Al-Ghazali mengatakan bahwa idrak dapat pula dicapai ahli tasawuf dengan adz-dzauq (indra batin). Ada pula idrak yang khusus dicapai para nabi dengan al-hadas (intuisi). Sufi yang telah mencapai idrak adz-dzauq dapat mencapai pengetahuan yang hakiki dari Allah SWT disertai perasaan kehadiran Allah SWT dalam dirinya.
Seorang nabi yang telah mencapai idrak al-hadas dapat memahami wahyu yang diberikan Allah SWT dan dapat memperoleh mukjizat (kemampuan yang luar biasa yang tidak bisa dicapai manusia biasa).
Idrak ada empat macam:
(1) idrak al-hissi, yaitu perolehan pengetahuan yang dicapai melalui pancaindra yang terjadi pada binatang dan manusia;
(2) idrak al-‘aqli, yaitu pengetahuan yang dicapai melalui akal yang terjadi pada manusia, khususnya para filsuf;
(3) idrak adz-dzauq, yaitu pengetahuan yang dicapai melalui perasaan batin yang khusus dicapai para ahli tasawuf; dan
(4) idrak al-hadas, yaitu pengetahuan yang dicapai melalui intuisi yang terjadi pada para nabi.

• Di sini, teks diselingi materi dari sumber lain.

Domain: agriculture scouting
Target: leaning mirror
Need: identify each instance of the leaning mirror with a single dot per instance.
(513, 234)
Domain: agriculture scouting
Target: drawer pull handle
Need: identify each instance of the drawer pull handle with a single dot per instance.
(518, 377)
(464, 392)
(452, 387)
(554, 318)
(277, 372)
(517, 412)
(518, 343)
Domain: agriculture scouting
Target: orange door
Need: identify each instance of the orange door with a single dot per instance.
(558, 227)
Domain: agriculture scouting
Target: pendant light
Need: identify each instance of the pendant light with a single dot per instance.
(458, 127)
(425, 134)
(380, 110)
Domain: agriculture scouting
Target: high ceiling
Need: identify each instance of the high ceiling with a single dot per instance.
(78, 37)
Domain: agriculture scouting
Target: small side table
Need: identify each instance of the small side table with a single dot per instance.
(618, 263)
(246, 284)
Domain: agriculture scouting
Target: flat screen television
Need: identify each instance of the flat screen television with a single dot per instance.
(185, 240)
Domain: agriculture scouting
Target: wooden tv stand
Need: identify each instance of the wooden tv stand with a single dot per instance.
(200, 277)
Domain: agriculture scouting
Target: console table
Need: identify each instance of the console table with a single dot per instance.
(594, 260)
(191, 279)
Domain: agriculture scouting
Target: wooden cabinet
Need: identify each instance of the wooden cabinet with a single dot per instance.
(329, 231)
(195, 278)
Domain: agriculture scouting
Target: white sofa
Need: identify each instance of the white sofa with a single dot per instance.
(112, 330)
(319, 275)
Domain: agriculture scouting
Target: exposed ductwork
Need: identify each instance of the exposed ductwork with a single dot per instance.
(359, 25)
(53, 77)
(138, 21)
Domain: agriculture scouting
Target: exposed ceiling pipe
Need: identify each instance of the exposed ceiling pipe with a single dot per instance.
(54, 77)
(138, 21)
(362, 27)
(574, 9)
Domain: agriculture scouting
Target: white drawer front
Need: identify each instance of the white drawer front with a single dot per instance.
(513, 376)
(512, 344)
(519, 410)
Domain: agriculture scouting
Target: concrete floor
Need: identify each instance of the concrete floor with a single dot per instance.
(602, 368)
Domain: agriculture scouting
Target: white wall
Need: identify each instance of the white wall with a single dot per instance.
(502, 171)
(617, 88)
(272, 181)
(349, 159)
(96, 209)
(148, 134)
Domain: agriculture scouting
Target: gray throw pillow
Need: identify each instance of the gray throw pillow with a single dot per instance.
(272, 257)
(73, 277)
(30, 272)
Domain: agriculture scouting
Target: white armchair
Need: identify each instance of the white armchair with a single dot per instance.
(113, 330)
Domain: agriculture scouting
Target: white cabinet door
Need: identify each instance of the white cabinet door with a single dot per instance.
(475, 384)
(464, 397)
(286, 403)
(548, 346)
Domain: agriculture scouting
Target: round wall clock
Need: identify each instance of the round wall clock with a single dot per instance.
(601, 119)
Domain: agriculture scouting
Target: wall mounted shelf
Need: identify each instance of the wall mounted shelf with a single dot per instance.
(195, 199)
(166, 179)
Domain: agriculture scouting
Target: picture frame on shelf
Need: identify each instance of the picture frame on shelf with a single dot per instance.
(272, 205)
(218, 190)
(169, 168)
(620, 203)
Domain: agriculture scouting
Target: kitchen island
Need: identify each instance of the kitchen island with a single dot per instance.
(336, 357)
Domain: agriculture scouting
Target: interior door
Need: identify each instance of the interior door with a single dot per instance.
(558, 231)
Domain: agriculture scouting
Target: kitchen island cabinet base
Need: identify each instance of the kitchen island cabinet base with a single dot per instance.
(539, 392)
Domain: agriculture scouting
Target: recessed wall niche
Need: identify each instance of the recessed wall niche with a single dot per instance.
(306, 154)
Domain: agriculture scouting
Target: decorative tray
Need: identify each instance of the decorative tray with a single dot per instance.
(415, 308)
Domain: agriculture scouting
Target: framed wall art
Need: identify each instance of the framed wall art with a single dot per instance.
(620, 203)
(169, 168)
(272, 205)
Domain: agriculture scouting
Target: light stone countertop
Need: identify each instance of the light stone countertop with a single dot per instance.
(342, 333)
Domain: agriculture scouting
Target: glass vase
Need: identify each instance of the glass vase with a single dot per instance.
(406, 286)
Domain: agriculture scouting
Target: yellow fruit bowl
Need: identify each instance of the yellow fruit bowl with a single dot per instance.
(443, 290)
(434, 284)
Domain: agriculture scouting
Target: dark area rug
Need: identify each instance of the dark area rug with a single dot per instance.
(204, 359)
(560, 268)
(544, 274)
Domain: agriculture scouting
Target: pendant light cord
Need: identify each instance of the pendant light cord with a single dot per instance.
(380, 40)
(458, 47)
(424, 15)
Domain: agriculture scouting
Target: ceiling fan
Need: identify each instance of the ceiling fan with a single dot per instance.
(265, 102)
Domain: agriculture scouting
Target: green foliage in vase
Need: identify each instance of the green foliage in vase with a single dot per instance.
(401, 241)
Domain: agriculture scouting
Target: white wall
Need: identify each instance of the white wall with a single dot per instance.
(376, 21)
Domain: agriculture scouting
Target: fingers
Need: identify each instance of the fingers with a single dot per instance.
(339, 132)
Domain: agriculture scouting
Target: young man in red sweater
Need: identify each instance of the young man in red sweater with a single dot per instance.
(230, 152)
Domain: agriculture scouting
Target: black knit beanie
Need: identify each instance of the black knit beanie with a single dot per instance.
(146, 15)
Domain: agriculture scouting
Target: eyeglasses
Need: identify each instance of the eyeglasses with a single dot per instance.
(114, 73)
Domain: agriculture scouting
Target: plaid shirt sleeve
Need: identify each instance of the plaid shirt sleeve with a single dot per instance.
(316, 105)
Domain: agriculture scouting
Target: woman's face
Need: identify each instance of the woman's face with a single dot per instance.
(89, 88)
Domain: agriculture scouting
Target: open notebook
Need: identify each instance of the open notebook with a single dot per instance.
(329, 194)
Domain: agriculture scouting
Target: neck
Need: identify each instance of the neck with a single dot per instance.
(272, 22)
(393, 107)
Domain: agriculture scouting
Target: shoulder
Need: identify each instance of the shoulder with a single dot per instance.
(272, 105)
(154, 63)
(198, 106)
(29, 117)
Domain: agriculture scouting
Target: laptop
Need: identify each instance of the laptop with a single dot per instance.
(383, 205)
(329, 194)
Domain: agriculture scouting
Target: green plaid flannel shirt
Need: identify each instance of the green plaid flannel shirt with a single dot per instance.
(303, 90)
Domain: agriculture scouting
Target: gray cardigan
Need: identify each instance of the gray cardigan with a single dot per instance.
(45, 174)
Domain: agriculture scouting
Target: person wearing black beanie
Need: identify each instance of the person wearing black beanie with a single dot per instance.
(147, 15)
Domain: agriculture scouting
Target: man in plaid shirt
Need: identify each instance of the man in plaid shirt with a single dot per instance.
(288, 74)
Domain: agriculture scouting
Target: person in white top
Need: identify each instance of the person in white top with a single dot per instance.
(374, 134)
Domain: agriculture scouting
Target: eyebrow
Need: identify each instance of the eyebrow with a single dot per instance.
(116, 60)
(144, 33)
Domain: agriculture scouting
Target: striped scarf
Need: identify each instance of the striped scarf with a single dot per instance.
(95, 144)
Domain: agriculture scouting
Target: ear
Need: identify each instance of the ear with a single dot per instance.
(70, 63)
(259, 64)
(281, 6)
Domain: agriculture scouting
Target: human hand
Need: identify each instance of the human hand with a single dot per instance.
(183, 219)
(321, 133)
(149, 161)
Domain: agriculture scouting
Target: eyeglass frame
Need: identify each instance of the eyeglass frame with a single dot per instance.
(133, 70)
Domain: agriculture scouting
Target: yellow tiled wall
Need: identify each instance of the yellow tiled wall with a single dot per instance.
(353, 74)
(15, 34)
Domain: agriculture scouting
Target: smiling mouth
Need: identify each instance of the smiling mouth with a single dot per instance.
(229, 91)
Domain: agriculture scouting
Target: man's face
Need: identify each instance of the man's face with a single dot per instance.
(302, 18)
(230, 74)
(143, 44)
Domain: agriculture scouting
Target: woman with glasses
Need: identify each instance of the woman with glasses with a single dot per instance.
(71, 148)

Dari keempat macam idrak tersebut muncullah ilmu, makrifat,hakikat, dan mukjizat.
Berbagai pengertian dan pemahaman tentang sesuatu yang diperoleh manusia sesungguhnya merupakan hasil dari proses idrak tersebut. Hal ini sebenarnya dilakukan manusia dalam kehidupan sehari-hari, khususnya oleh orang yang melakukan pengkajian terhadap suatu masalah atau oleh orang yang berpikir.
Daftar Pustaka
Abu Rayyan, Muhammad Ali. Qira’at fi al-Falsafah. Iskandariyah: Dar al-Qaumiyyah, 1967.
al-Ahwani, Ahmad Fu’ad. Risalah fi an-Nafs wa Baqa’uha wa Ma‘adiha li asy-Syaikh Ibn Sina. Cairo: Isa al-Babi al-Halabi, 1952.
Ibnu Sina. al-Isyarat wa at-Tanbihat. Cairo: Isa al-Babi al-Halabi, 1947.
–––––––. asy- Syifa’ (al-Mantiq). Cairo: al-Hai’ah al-‘Ammah li asy-Syu’un al-Matabi‘i al-‘Amiriyat, 1964.
al-Iraqi, Muhammad ‘Atif. al-Falsafah at-tabi‘iyyah ‘inda Ibn Sna. Cairo: Dar al-Ma‘arif, 1969.
Nasution, Harun. Filsafat dan Mistisisme dalam Islam. Jakarta: Bulan Bintang, 1978.
Qasim, Mahmud. Dirasah fi al-Falsafah al-Islamiyyah. Cairo: Dar al-Fikr, 1970.
Saliba, Jamil. al-Mu‘jam al-Falsafi. Cairo: Dar al-Kitab al-Misri, 1978.